9 January 2025

Applied Multivariate Statistical Analysis Chapter 5 - Inferences about a Mean Vector

by Arpon Sarker

Introduction

This chapter showcases ways to make statistical inferences based on the sample mean vector whereas, the next chapter will be about comparing multiple means to make inferences.

The Plausibility of $\mu_0$ as a Value for a Normal Population Mean

If we want to know if our mean is statistically significant enough to be considered as a normal population mean, we must test and construct a hypothesis test. Hypothesis testing is a test of the competing hypotheses: null hypothesis and alternative hypothesis. In the multivariate case, instead of using $t^2$, the $T^2$ distribution is used where, $T^2 = n(\bar{X} - \mu_0)^TS^{-1}(\bar{X}- \mu_0)$

which is eerily similar to the squared distance from our sample mean to the null hypothesis in squared distance units. We also do not require special tables for the $T^2$ distribution as it can be expressed as part of the $\frac{(n-1)p}{(n-p)}F_{p, n-p}$ distribution. We can set this up as a probability expressing, $\alpha = P[n(\bar{X} - \mu_0)^TS^{-1}(\bar{X}- \mu_0) > \frac{(n-1)p}{(n-p)}F_{p, n-p}(\alpha)]$ , where $F_{p, n-p}(\alpha)$ is the upper $(100\alpha)th$ percentile.

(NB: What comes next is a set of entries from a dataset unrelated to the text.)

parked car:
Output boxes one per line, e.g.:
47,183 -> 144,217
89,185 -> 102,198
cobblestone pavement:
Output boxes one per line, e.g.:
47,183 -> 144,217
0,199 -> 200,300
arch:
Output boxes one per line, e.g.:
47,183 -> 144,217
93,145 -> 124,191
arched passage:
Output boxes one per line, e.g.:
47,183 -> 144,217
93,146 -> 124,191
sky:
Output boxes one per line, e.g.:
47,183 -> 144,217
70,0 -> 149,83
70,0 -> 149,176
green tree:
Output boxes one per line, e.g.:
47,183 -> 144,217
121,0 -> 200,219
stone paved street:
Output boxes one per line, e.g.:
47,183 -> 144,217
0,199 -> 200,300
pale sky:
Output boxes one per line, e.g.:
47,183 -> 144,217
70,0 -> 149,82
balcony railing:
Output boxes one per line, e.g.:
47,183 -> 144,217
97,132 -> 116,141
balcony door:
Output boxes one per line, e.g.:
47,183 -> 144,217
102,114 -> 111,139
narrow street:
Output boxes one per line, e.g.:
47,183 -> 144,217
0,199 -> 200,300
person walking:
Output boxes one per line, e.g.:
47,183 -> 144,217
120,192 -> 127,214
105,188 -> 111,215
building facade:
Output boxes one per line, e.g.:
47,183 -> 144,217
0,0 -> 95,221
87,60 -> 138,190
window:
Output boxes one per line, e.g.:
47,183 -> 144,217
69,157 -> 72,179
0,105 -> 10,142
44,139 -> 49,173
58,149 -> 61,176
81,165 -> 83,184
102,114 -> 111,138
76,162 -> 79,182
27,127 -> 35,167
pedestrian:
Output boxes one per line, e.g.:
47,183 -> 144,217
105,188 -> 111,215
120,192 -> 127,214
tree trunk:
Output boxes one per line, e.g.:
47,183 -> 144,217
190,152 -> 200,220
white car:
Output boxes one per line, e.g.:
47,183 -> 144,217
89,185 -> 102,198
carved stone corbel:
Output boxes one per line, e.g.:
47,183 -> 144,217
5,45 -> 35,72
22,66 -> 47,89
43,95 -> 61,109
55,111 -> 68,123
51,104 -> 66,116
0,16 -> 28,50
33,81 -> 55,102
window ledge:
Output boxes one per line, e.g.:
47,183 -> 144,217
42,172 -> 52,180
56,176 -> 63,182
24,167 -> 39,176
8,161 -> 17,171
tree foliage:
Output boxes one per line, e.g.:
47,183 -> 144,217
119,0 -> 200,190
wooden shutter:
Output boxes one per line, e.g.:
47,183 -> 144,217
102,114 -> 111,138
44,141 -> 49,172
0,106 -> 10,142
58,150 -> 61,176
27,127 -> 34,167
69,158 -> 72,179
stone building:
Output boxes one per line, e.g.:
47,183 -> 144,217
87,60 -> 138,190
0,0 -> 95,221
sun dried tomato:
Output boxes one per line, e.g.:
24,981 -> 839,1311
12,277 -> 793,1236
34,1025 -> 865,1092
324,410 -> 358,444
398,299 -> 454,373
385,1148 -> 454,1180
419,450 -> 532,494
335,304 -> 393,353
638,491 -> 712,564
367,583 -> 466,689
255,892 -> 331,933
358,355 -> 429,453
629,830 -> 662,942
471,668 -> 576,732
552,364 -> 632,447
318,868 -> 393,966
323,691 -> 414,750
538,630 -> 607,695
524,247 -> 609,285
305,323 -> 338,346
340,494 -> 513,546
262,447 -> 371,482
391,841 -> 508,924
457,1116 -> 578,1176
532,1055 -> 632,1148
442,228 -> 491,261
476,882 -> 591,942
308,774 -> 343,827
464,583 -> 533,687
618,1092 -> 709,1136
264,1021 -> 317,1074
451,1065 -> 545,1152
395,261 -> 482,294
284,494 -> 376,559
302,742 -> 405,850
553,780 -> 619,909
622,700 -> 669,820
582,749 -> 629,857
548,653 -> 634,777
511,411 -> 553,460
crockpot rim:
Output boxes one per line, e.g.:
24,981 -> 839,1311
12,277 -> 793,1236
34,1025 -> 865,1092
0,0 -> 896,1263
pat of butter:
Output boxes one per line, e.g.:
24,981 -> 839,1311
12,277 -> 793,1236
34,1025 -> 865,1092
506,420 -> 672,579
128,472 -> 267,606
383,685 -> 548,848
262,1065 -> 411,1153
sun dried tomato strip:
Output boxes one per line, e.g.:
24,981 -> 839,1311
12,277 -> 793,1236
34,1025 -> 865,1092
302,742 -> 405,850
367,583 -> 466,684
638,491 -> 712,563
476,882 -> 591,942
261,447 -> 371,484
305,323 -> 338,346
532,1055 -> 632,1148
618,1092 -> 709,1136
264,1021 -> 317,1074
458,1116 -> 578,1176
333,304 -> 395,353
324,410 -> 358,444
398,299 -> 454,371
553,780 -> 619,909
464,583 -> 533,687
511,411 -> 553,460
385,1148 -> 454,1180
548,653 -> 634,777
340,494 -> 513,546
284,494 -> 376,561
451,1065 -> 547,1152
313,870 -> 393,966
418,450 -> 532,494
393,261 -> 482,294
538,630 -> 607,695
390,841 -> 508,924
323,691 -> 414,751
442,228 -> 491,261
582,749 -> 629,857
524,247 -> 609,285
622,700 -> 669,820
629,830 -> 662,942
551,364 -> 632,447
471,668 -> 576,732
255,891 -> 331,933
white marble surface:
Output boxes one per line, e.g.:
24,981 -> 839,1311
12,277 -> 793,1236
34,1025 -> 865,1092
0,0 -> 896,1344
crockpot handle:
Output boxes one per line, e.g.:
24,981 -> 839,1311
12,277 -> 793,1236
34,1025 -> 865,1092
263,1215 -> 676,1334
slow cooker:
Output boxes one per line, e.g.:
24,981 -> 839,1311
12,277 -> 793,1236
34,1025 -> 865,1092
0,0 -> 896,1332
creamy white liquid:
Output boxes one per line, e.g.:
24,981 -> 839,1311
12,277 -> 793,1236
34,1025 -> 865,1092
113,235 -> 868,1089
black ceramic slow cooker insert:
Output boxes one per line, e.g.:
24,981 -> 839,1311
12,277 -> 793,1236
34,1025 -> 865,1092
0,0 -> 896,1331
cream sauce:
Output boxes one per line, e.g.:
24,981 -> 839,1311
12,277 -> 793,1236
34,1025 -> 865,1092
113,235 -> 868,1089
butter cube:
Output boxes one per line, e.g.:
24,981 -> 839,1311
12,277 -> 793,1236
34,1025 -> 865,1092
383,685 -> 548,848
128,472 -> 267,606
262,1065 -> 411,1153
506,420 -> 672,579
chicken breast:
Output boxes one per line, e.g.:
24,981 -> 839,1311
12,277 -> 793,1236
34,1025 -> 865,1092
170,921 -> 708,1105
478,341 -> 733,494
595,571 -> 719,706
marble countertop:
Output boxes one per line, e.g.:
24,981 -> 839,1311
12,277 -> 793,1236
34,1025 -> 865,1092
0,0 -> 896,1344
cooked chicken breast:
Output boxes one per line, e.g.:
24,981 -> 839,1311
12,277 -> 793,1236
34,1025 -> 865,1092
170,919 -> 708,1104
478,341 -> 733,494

An analogy emerges between the univariate $t^2$ and the multivariate $T^2$: $T^2_{p, n-1} = \left(\text{multivariate normal random vector}\right)^T\left(\frac{\text{Wishart random matrix}}{d.f.}\right)^{-1}\left(\text{multivariate normal random vector}\right) \\ t^2_{n-1} = \left(\text{normal random variable}\right)^T\left(\frac{\text{scaled chi-square random variable}}{d.f.}\right)^{-1}\left(\text{normal random variable}\right)$

Another property of the $T^2$-statistic is its invariance to linear transformations $Y=CX+d$, where $C$ is non-singular (an inverse exists).

Proof: $\bar{y} = C\bar{x} + d \\ S_y = \frac{1}{n-1}\sum_{j=1}^n(y_j-\bar{y})(y_j-\bar{y})^T=CSC^T \\ \mu_y = E(Y) =E(CX+d) = E(CX) + E(d) = C\mu + d \\ T^2 = n(\bar{y} - \mu_{Y,0})^T S_y^{-1}(\bar{y}-\mu_{Y,0}) \\ T^2 = n(C(\bar{x} - \mu_{0}))^T (CSC^T)^{-1}(C(\bar{x} - \mu_{0})) \\ T^2 = n(\bar{x} - \mu_{0})^TC^T (CSC^T)^{-1}C(\bar{x} - \mu_{0}) \\ T^2 = n(\bar{x} - \mu_{0})^TC^T(C^T)^{-1} S^{-1}C^{-1}C(\bar{x} - \mu_{0}) \\ = n(\bar{x} - \mu_0)^TS^{-1}(\bar{x}-\mu_0)$ Hence, from the above proof, we can write a linear combination in terms of the original variables.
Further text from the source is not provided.